“Possibly a bit pompous, but also intelligent, original drama with personality.” Read on for the verdict on last night’s TV.

 “Dancing on the Edge is a return to form. Most refreshingly, instead of halting the drama to interpret it, Poliakoff [writer-director] immerses us in it, allowing us to discover its meanings. If he continues to distrust his instincts, and rein himself in, he will have another classic on his filmography to join Strangers on a Train and the Lost Prince.”
Andrew Billen, The Times

“Dancing on the Edge is without pretty much everything I want from a TV drama, apart from looking nice on the telly. People are introduced with a word or two and perhaps a line or a glance in a single scene then shuffle back into obscurity. I, for one, will not be hanging around to see what happens.”
Matt Baylis, Daily Express

“There’s a theatricality about Dancing on the Edge. Of course there is, it’s Poliakoff. I think I’ll ring a little bell five minutes before tonight’s second episode is due to begin. Time to take to the sofa please, ladies and gentlemen. Possibly a bit pompous, then, but also intelligent, original drama with personality.”
Sam Wollaston, The Guardian

“In between footage of news anchors in shiny studios around the world announcing the staggering discovery, we watched a small group of variously peculiar and in some cases amateurish historians (ably assisted by professional scientists, it should be added) embark on what all experts initially seemed to consider a glorified wild goose chase. Given the outcome, Channel 4 can rightly brag about having got its cameras in there first. At the time, it must have felt like an amateur production of the Da Vinci Code set in a council car park.”
Andrew Marszal, The Telegraph

“In The Year of Making Love, 600 lonely people are paired up, via science.

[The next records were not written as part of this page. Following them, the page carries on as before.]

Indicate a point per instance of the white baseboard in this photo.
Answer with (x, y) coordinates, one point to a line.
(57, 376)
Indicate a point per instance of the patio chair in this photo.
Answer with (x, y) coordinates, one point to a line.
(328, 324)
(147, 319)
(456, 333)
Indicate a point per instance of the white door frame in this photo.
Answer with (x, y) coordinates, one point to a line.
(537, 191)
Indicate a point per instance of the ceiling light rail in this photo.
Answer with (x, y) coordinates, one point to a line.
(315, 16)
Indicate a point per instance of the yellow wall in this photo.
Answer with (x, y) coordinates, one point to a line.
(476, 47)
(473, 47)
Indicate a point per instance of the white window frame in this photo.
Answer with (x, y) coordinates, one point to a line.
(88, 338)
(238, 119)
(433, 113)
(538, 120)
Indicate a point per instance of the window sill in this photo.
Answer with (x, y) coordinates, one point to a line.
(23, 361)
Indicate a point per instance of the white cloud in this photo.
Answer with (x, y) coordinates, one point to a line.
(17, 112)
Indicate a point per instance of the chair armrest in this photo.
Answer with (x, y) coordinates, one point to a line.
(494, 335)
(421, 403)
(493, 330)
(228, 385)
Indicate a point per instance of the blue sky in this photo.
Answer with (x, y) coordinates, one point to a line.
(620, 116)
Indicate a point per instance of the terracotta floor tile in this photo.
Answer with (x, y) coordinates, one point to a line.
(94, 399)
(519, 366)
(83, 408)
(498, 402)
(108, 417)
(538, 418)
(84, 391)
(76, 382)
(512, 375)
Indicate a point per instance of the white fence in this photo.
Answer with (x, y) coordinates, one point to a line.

What, is it a molecular thing, or something to do with chemicals? Sadly, they don’t really explain how it’s done at all, and I’m beginning to wonder how much “science” is actually involved.”
Sam Wollaston, The Guardian


 “Being Eileen is a spin-off of Michael Wynne’s Christmas drama Lapland, about a Merseyside family finding healing and reconciliation on a Christmas jolly. Now it’s been more tightly focused on Sue Johnston’s character, a widow wistfully hankering after some grander meaning in life. It’s alright, I guess, if effortful implausibilities for comic effect aren’t a deal-breaker for you.
Tom Sutcliffe, The Independent

 “Not much happens in Being Eileen but being a downbeat British situation comedy, it doesn’t matter. The point is the interplay of authentic characters in banal situations. Under the pen of Michael Wynne, the results are funny and touching.”